К сожалению, на наших дорогах слишком много разных помех, мешающих разогнаться, – под колеса так и лезут собаки, лоси, пьяные мужики и просто те, кто просит подвезти. До тех пор, пока асфальт, край поля и крыльцо закусочной будут оставаться на одинаковой высоте, придется считаться с тем, что твое волшебное одиночество в любой момент может быть нарушено.
А вот и появился он на обочине красивой дороги, вскинув в отчаянии руку. Ему, мол, надо побыстрее добраться до дому, автобус же ушел из-под самого носа. Конечно, если долго в носу ковыряться, от всего отстать можно. Что мне оставалось делать, посадил я его к себе в машину. Хотя мог бы и проехать мимо, ничего бы не случилось, и мне не пришлось бы выслушивать его рассказ о своей жизни и обсуждать бытовые неурядицы. Беседа двух случайных попутчиков связывает их ровно настолько, чтобы на первой же остановке забыть друг о друге.
Этот старикан был в хорошем расположении духа.
– Вам нравится ездить на машине, – сказал он для начала. Я мельком взглянул на него, но лицо собеседника не стоило того, чтобы снизить скорость.
– А вам что – не нравится? – усмехнулся я. В конце концов, не я тянул лапу, стоя на краю дороги.

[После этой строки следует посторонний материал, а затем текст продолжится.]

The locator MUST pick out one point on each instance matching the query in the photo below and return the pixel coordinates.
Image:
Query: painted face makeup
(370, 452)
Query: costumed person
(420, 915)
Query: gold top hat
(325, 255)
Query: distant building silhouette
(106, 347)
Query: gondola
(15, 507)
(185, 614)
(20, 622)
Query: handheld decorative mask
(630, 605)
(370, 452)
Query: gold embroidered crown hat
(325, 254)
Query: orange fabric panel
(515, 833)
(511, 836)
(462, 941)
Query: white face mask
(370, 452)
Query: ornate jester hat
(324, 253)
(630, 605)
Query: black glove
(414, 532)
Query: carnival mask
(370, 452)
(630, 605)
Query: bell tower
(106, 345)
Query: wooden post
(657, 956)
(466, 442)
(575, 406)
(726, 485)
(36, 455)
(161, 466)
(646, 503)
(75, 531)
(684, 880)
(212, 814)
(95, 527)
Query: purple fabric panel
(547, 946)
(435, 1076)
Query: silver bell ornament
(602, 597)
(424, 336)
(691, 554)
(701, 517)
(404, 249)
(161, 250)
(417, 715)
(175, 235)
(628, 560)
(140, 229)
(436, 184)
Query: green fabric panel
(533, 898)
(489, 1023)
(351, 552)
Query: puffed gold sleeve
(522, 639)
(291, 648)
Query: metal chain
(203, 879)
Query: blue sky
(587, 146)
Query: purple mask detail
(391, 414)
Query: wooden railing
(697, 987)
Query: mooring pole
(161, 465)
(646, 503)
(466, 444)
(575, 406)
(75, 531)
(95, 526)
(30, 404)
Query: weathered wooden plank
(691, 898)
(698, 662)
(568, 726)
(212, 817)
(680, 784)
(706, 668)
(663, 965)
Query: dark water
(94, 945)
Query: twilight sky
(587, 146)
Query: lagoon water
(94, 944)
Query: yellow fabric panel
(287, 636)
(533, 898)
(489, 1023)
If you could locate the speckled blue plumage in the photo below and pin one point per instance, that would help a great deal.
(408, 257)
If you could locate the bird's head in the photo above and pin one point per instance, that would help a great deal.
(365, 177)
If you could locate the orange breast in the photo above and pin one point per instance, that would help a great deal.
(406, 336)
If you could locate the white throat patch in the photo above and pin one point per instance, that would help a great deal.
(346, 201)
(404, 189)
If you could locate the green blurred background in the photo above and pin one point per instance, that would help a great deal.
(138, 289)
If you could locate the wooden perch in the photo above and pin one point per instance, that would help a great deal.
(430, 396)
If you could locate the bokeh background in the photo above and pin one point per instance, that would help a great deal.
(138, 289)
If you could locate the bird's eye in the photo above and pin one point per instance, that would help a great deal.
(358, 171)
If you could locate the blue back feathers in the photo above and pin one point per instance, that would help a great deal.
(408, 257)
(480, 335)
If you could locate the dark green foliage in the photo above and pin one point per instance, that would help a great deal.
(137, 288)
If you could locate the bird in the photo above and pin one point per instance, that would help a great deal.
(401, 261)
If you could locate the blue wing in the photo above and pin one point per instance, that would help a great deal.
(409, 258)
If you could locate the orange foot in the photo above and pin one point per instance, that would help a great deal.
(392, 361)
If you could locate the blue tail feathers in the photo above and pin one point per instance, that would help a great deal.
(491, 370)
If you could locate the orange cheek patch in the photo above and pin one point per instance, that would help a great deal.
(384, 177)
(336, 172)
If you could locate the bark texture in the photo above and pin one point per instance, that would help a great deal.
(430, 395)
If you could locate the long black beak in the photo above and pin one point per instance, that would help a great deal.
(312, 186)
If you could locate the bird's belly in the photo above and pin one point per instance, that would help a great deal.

– Отчего же, – он замолчал – обыкновенный человек, утомленный случайным походом в гости или затянувшимся днем рождения, но я не выказывал ни малейшего любопытства, даже не спросил, куда ему надо ехать. – Только тебе по-другому нравится, – перешел он уже на «ты». – Ты удовольствие испытываешь от этого.
– Отчего же, – повторил я его слова. Начнет теперь расспрашивать, есть ли у меня собственный дом или кооперативная квартира, упрекнет меня, что в его время все давалось труднее, что нам слишком много дано и что его поколение чувствует себя ответственным за то, сумеем ли мы с этим разумно обойтись.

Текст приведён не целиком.